Problem Statement
Gender bias in earnings is an ongoing issue. In 2019, the American Association of University Women (AAUW) stated that women who work full-time earn about 80 percent of what their male counterparts make. This report identified the following problems which we attempt to investigate in our study:
This study also attempts to answer the following questions:
Data and Methodology
For this study, we would use the Women in Workforce data which is a historical data about womens’ earnings and employment status, specific occupation and earnings from 2013-2016, compiled from the Bureau of Labor Statistics and the Census Bureau. We intend to analyze the data using the following methodologies: Trend analysis, descriptive analysis, data visualization techniques, and inferential analysis.
Proposed Analysis
We would investigate the gender pay gap over the years and the trend of total female earnings as a percentage of male earnings by age group over the same period. This investigation would provide insights into the gender pay gap faced by women of different age groups. We would conduct an exploratory analysis across the different fields/occupation groups to identify occupations with equal representation of male and female workers. Then, we would check if pay differences exist in these fields. In addition, we would highlight occupation types where women earn more than their male counterparts. With this information, we would investigate if these occupation types are male- or female-dominated.
Our Contribution
Our results would provide more insights on the gender pay gap across fields, occupations, and age groups. Our results would show the trend in the gender pay gap. Our findings would shed some light on the gender pay gap faced by women across all age groups. Finally, we hope that our study would contribute to the discussion on the gender pay gap.

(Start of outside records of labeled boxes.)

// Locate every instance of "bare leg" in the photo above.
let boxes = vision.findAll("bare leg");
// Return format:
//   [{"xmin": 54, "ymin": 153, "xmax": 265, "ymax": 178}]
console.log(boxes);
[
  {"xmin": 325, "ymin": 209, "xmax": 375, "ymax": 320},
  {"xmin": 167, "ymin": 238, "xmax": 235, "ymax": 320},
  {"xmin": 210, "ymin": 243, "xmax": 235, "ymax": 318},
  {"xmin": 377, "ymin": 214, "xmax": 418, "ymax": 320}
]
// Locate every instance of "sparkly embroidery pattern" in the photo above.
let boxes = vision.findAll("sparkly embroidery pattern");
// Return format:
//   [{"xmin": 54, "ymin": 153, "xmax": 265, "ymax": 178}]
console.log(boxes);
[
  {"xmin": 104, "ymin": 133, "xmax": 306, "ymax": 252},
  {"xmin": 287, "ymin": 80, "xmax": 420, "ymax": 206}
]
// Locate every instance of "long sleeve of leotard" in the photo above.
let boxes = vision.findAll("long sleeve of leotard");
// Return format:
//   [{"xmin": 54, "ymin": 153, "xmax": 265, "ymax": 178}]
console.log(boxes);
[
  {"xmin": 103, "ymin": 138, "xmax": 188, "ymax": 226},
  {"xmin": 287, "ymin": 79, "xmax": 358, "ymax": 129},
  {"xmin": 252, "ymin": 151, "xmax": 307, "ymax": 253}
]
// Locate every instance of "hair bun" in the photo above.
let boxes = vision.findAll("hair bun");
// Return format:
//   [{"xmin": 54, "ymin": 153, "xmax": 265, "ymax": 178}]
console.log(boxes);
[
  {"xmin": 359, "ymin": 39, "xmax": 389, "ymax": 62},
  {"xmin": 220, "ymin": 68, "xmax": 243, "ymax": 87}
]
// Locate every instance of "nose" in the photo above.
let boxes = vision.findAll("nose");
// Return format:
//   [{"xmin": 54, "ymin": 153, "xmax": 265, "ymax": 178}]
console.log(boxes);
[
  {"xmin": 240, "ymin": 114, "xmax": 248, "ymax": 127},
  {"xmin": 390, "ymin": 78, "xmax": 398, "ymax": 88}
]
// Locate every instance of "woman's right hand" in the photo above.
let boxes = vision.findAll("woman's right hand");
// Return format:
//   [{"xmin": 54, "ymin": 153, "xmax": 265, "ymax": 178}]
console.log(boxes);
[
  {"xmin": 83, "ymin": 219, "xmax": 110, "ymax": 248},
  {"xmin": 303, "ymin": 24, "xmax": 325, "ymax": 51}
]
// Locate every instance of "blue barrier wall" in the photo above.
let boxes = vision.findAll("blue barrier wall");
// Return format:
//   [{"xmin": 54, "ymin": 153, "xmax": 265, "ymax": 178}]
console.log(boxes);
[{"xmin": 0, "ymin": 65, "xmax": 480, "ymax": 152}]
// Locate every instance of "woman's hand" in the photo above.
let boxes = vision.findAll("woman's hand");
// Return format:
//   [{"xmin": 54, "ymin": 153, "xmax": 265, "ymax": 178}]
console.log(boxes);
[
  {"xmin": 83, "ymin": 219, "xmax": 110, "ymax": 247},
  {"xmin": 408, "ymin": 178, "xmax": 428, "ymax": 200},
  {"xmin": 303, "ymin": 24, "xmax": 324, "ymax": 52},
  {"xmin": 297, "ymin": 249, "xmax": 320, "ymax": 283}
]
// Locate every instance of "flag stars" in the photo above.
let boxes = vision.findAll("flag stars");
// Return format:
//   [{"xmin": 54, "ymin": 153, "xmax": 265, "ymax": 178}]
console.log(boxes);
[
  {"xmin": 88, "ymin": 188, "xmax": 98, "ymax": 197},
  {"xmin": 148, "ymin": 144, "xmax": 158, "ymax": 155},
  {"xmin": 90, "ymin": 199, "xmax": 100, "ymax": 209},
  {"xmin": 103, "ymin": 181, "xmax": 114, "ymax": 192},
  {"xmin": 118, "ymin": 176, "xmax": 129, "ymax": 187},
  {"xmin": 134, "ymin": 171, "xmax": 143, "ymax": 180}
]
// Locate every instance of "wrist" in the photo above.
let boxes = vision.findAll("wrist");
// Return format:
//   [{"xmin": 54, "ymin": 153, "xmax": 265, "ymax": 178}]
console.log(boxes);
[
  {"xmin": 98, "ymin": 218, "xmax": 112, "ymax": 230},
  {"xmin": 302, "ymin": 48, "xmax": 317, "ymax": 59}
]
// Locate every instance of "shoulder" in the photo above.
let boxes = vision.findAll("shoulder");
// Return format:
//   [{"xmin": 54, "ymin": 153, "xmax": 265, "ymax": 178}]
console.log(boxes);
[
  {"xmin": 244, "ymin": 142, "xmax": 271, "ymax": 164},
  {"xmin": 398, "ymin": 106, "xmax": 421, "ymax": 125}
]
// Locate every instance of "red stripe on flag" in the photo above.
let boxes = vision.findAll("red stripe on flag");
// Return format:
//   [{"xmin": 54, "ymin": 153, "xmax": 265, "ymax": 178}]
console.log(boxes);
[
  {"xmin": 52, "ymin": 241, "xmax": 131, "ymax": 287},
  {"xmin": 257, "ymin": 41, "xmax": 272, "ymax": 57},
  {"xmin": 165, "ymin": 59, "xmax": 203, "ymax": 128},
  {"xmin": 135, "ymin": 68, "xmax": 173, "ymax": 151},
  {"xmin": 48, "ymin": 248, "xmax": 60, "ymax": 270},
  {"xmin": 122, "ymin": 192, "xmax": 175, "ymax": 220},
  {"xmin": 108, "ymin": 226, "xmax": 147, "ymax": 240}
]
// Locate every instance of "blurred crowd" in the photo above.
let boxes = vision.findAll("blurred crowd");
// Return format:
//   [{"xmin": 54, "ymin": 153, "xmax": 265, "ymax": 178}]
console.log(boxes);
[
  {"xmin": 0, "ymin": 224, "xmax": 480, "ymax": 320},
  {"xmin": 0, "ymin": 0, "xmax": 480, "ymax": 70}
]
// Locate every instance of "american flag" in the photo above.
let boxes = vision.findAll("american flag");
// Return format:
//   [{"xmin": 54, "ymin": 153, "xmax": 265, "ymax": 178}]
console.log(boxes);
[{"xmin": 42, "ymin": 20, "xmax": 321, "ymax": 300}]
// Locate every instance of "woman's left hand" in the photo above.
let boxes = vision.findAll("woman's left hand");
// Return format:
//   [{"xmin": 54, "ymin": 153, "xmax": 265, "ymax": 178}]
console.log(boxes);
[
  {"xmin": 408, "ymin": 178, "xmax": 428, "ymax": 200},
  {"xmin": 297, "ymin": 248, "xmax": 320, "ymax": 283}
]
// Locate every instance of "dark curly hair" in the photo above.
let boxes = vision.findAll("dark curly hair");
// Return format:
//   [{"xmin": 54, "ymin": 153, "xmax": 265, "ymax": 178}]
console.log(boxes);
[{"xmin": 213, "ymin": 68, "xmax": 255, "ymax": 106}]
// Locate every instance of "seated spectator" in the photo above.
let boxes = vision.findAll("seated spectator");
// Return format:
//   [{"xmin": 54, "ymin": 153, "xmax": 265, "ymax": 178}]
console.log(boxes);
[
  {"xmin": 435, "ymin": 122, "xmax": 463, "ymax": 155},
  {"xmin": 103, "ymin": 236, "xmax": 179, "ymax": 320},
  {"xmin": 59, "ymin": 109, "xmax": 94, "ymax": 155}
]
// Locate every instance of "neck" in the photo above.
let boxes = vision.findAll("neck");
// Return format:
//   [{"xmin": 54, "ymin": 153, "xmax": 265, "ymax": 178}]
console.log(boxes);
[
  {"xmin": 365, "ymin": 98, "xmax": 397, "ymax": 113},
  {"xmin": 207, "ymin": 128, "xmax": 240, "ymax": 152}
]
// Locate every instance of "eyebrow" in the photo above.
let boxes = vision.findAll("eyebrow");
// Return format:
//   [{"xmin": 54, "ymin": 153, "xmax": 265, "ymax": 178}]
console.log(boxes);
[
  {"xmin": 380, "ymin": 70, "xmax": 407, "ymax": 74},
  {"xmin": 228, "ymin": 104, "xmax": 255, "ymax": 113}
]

We used the following packages:
library(readxl) #used to import Excel files into R
library(tidyverse) #used for data manipulation
library(dplyr) # used for data manipulation
library(DT) # used for displaying R data objects (matrices or data frames) as tables on HTML pages
library(knitr) #used to display an aligned table on the screen
library(kableExtra)#used to build with straightforward formatting options
library(ggplot2) # for data visualization
library(scales) # for scale_y_continuous(label = percent)
library(ggthemes) # for scale_fill_few('medium')
library(ggalt) #for the dumbbell plot
For this study, we use the Women in Workforce data which is a historical data about womens’ earnings and employment status, specific occupation and earnings from 2013-2016, compiled from the Bureau of Labor Statistics and the Census Bureau. The data was provided in March 2019 as part of the #TidyTuesday project to celebrate the Women’s History month.
The entire data is spread into 3 files: jobs_gender.csv, earnings_female.csv, employed_gender.csv and are described in the next tab.
The three datasets are first imported from csv files into dataframes named jobs_gender, earnings_female,and employed_gender
This dataset contains information on the total number of male and female workers and the total estimated median earnings for all employees at various occupation levels, from 2013-2016. The dataset has 12 variables, with a total of 2,088 data points, across 8 major job categories, 23 minor job categories, and 522 occupation types. There are some missing values recorded as “NA” and are taken care of during the data cleaning process.
More information on this dataset can be found here
#Import Dataset 1
jobs_gender <- read.csv("data/jobs_gender.csv", header = TRUE)
Checking the names of the data columns
#Check the names of the data columns
colnames(jobs_gender)
## [1] "year" "occupation"
## [3] "major_category" "minor_category"
## [5] "total_workers" "workers_male"
## [7] "workers_female" "percent_female"
## [9] "total_earnings" "total_earnings_male"
## [11] "total_earnings_female" "wage_percent_of_male"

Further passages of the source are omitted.